People are gonna open this and be so confused omfg


----------



## ellaerna (Dec 29, 2017)

That is everything I ever wanted.


----------



## Kiaara (Dec 29, 2017)

I'm trying so hard not to lmfao, theres a sleeping person in the room i'm in


----------



## ellaerna (Dec 29, 2017)

wake them up. they need to see this.


----------



## Kiaara (Dec 29, 2017)

ellaerna said:


> wake them up. they need to see this.


Its my seven-year-old sister XD


----------



## ellaerna (Dec 29, 2017)

KiaraTC said:


> Its my seven-year-old sister XD


WHY ARE Y'ALL SO LITTLE??

but wake her up anyway. you are never too young for sexy porg legs.


----------



## Kiaara (Dec 29, 2017)

ellaerna said:


> WHY ARE Y'ALL SO LITTLE??
> 
> but wake her up anyway. you are never too young for sexy porg legs.

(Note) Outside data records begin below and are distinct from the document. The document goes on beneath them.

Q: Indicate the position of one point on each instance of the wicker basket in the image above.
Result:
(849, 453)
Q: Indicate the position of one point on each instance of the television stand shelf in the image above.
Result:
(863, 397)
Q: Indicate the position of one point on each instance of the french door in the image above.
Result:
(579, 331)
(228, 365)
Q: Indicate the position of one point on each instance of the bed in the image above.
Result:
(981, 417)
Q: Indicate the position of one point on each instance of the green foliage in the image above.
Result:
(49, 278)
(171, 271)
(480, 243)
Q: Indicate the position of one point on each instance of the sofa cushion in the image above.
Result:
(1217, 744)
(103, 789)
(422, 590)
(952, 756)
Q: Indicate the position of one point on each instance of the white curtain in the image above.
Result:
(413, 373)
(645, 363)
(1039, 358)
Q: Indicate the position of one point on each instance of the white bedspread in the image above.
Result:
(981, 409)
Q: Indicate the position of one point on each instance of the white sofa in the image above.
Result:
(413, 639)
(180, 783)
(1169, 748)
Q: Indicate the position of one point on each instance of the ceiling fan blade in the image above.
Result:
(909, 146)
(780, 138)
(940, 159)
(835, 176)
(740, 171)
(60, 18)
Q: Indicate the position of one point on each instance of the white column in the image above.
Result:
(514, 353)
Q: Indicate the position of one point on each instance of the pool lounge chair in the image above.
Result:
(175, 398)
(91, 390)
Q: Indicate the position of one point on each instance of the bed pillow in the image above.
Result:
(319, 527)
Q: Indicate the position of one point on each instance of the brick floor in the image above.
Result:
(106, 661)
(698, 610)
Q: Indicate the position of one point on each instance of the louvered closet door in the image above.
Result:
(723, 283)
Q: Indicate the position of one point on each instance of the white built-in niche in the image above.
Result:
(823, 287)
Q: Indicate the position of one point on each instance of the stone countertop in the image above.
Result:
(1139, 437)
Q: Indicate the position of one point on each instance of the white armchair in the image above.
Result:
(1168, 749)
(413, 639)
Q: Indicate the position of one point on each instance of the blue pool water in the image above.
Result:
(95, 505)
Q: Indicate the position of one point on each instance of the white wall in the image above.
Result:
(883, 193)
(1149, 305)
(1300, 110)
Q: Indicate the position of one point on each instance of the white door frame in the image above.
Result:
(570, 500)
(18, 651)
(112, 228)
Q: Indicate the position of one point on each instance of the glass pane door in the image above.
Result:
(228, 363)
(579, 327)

I am the oldest at my dad's, but I am the middle child at my mom's


----------



## ellaerna (Dec 29, 2017)

KiaraTC said:


> I am the oldest at my dad's, but I am the middle child at my mom's


babies, the lot of you. 
(speaking as someone who is already a quarter century old)


----------



## Amynhotep (Jan 4, 2018)

Might I add my own contribution, Gentlefolk?


----------



## jellicle (Jan 4, 2018)

y'all just made my day lmao


----------



## silveredgreen (Jan 4, 2018)

I'm a bit scared.


----------



## Mudman2001 (Jan 5, 2018)

Thank you everyone, this made my day.



Maxxumus said:


> For Curiosity's Sake, I googled this, and Ya know, it's not the worst I've seen, But I still want some Bleach after seeing it.


Original I wasn’t, but this changed my mind.  You know what, not the worst r34 I’ve seen.


----------



## BirbTrash (Jan 10, 2018)

YASS P O R G S


----------



## Scales42 (Jan 10, 2018)

BirbTrash said:


> YASS P O R G S


----------



## kitschykatschy (Jan 10, 2018)

what the hell, guys


----------